The interpretation hinges on the "guilt-by-association" principle: If two
genomic features are always active together, then we usually assume they belong
to the same functional pathway^[True, it isn't causation. I wonder whether anyone has tried an HCI-style study, to see what it is about these graphs that actually aids scientific reasoning...].
The mechanics of the graphical model estimation is: Loop over each column,
treating it as the outcome in a regression model. Draw a directed edge between
$j$ and $j^\prime$ is the regression onto feature $j$ had a nonzero coefficient
coming from $j^\prime$. After finishing the loop, draw an undirected edge if
either (or both, depending on the merging criteria) link was found. This logic
is implemented in the block below. The outer loop iterates across domains, and
the inner loop iterates over features within a single domain.
```{r}
b_rail_graph <- function(x, ...) {
edges <- list()
i <- 1
for (k in seq_along(x)) {
pk <- ncol(x[[k]])
for (j in seq_len(pk)) {
message(glue("Fitting column {j}/{pk} in source {k}/{length(x)}..."))
# fit b-rail of current column onto all the rest
y <- x[[k]][, j]
x_ <- x
x_[[k]] <- x_[[k]][, -j]
beta_hat <- b_rail(x_, y, ...)
# get the column names to create the edgelist
y_name <- str_c(names(x)[k], "_", colnames(x[[k]])[j])
x_names <- map(x_, colnames)
edges[[i]] <- map2_dfr(
beta_hat,
x_names,
~ data.frame(to = .y[.x != 0], weight = .x[.x != 0], from = y_name),
.id = "table"
)
i <- i + 1
}
}
do.call(rbind, edges)
}
```
We can apply this procedure to the `NCI60` arrays dataset. So that everything
runs quickly, we'll subset to just the first 20 features.
```{r}
data(NCI60_4arrays)
x <- NCI60_4arrays |>
map(\(u) scale(t(u[1:20, ]))) # only use first 20 columns
edges <- b_rail_graph(x, tau = 0.8, n_iter = 2, B = 20)
```
In any real-world application, it's not enough to stop with the model
coefficients -- we need to be able to communicate the results clearly. We'll
apply the `ggraph` package to visualize the estimated network.
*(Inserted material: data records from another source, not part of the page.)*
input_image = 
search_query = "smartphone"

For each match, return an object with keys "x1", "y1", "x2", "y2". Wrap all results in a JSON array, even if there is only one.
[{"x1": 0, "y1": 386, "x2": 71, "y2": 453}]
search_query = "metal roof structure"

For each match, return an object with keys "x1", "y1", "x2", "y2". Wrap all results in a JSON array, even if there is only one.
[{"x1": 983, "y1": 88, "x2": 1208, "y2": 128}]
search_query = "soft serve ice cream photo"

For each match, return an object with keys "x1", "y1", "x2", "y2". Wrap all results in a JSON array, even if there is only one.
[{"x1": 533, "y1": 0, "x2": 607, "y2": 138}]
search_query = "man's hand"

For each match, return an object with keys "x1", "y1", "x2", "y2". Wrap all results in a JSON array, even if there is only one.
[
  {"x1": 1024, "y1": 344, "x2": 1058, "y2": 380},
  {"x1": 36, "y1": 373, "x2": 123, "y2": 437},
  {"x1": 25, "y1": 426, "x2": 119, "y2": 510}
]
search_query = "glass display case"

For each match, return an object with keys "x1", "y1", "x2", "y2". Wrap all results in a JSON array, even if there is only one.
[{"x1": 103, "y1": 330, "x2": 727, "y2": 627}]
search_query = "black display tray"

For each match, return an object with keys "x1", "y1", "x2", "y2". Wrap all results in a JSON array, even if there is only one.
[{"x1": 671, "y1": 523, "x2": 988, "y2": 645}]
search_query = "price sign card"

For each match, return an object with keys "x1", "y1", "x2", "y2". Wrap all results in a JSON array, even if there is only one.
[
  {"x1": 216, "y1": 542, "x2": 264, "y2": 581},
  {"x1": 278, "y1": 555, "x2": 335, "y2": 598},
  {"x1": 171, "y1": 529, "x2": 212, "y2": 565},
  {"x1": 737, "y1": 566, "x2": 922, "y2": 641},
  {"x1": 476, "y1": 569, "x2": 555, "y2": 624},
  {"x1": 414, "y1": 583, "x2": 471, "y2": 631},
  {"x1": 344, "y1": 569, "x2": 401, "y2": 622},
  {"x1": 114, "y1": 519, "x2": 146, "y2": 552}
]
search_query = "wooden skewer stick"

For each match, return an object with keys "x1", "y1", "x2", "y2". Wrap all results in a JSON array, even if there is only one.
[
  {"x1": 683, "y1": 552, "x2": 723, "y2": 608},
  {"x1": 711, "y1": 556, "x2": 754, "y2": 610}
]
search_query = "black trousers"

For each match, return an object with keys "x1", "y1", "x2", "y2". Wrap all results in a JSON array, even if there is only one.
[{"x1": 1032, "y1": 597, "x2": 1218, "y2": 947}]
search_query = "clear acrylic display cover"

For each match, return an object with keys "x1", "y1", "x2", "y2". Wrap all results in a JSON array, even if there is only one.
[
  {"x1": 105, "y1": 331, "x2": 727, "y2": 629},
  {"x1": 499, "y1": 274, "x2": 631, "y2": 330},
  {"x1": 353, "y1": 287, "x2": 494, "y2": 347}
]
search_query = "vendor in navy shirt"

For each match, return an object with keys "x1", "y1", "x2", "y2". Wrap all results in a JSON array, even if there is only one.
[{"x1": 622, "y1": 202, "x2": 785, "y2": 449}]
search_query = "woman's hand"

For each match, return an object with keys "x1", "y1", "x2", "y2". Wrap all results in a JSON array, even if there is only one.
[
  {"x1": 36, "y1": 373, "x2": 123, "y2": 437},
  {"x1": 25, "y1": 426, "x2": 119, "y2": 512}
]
Our edge weights
are given by the coefficient magnitudes $\left|\hat{\beta}_{k}\right|$
associated with each outcome feature.
```{r}
library(ggraph)
library(tidygraph)
edges_ <- edges |>
mutate(
to = str_c(table, "_", to),
raw_weight = weight,
weight = abs(weight)
) |>
select(-table) |>
distinct()
G <- tbl_graph(edges = edges_, directed = FALSE) |>
mutate(
table = str_extract(name, "[A-z0-9]+_"),
table = str_remove(table, "_"),
short_name = str_remove(name, "[A-z0-9]+_")
)
```
We first visualize the network as a node-link diagram. Each data domain is given
a different color. As promised by the authors, we have a fair number of strong
edges between domains.
```{r, fig.width = 10, fig.height = 10}
G %E>%
filter(weight > 0.25) |>
ggraph("kk") +
geom_edge_link(aes(width = weight), alpha = 0.4) +
scale_edge_width(range = c(0.01, 1)) +
scale_edge_alpha(range = c(0.01, .2)) +
geom_node_label(aes(label = short_name, fill = table))
```
Note that, though node-link diagrams are easily understood by many audiences,
they don't scale well to larger graphs. In this setting, it is worth drawing an
adjacency matrix. This would be a bit more useful if the matrix was interactive.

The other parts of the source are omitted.